Former WEC bantamweight fighter Chad George used to be one of the “graf artists” making an art studio out of the urban scene.
From his days doodling on any piece of paper he could get his hands on, George found a passion for drawing and creating caricatures. Like a lot of artists similar to him, it all started out with drawing on books and grew from there. Eventually, entire walls became the place for George to “piece,” or in other words, paint.
“Oh, that’s a big canvas,” he told MMAWeekly.com when reminiscing on the first wall he ever painted on.
Growing up in Sacramento, Calif., George skateboarded around town, carrying a backpack full of spray cans, looking out for structures to transform into canvases. He enjoyed being the urban guerilla artist with his crew of friends back then. Admittedly, he wasn’t as good he wanted to be because he didn’t have the speed required to get pieces done before authorities discovered him in the act of making art.
“I just wasn’t fast,” he said. “To hit that kind of stuff, you gotta be quick with it.”
As much as he liked running around with his graf artist friends and “hitting up walls,” it wasn’t necessarily the best crowd. The guys he knew were getting into a lot of trouble and George, realizing he didn’t want to get into trouble also, decided he needed to move on.
George wanted out of Sacramento. Luckily, being a graf artist provided him an out.
An opportunity to get away from trouble came in the form of an application to The Art Institute of Los Angeles. George had a portfolio full of his work he could send to the highly regarded Southern California school. He shipped off what he felt were his best pieces and the school’s admissions office accepted him as part of their student body. Liberation!
“That was my pass to get the hell out of Dodge,” he said.
But once one gets out of “the hood,” certain characters try to pull one back in. Every so often, George still gets calls and messages from the guys he used to skate about town with. The guilt trips and you’re-too-good-for-us sob stories still find space on his voicemail. “But that’s expected,” he said. He’s happy with the decision he made, regardless of what his old chums say.

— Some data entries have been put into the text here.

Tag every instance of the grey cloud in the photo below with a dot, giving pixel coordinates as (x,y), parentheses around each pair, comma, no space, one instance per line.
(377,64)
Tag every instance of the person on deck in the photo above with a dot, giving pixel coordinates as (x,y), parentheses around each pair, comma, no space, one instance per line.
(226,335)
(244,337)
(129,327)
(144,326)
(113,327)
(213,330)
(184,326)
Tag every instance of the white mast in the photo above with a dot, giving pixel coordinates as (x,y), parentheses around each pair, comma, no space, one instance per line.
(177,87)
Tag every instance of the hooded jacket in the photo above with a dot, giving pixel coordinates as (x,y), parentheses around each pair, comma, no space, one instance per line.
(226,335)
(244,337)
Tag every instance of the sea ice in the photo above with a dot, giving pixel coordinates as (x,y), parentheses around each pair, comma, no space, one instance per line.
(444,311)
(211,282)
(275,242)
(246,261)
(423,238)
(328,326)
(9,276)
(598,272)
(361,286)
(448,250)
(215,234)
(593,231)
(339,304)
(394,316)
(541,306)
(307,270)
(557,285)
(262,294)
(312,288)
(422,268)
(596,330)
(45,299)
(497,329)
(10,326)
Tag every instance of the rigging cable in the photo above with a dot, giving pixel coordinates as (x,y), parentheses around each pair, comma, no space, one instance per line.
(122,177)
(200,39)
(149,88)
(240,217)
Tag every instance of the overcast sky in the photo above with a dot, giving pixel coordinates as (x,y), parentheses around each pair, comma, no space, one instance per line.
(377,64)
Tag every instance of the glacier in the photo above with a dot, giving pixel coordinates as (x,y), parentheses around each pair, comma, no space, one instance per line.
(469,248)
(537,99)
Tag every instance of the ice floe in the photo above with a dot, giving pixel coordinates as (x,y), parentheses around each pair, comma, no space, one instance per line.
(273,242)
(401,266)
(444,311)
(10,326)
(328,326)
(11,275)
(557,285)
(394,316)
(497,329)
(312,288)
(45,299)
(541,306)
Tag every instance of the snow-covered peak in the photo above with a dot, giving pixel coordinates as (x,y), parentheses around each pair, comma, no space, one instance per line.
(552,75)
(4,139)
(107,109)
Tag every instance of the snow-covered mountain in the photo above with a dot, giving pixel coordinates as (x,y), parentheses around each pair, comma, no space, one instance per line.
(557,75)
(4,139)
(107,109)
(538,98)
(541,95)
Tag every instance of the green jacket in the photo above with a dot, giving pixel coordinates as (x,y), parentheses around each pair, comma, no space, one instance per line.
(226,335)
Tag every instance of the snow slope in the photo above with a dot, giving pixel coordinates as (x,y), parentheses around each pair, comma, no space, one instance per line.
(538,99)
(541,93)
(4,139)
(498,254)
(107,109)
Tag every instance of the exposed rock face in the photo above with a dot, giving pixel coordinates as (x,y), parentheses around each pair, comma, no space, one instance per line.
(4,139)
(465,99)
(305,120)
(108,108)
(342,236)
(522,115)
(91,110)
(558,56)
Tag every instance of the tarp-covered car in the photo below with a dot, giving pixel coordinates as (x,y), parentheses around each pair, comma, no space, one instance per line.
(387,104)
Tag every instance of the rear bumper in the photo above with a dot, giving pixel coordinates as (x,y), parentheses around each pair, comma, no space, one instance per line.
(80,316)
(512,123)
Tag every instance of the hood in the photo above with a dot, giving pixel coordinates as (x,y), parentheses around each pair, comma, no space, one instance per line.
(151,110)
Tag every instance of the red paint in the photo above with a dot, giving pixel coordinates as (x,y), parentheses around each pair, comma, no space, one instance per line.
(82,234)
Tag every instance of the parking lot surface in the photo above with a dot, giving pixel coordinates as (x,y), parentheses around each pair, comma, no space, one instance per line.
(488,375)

Settled down in L.A., George began work in an art studio, but the 18-hour work days began to take their toll. Junk food became his go-to meal, and smoking became more something to do more than a thing he enjoyed. “And I don’t even smoke cigarettes!” he said, remembering the numerous smoking breaks he took just to get away from the studio.
What was once his liberation became a drag.
Having been a wrestler in his more formidable days, and in need of rediscovering his athleticism as a way to get away from the stress of the studio, George scoured the Los Angeles basin in search of a decent wrestling school. In his endless search he found nothing. A friend, however, advised him of Brazilian jiujitsu classes conducted in a tae kwon do school, and lobbied for him to participate.
George wasn’t convinced.
At first glance, the wrestler-turned-artist-turned-new-guy-at-jiujitsu was reluctant to give it a try, calling it a “bow-to-your-sensei” environment. But he gave it a shot, and realization of what Brazilian jiujitsu can allow one to do started his love affair with it. His first submission was what convinced him.
“Wait a minute!” he said. “So I get to wrestle AND choke people? This is awesome!”
The same school had an MMA program at night, and George’s experience in jiujitsu led him to start that program. Eight years later, George is a professional mixed martial artist who’s endured a career fighting in several promotions, and become the subject of a documentary entitled “Occupation: Fighter.”
After eating and smoking himself into unhappiness, George found an artistic outlet and it didn’t require skateboarding with a backpack full of spray cans.
And with that, MMA became his new canvas.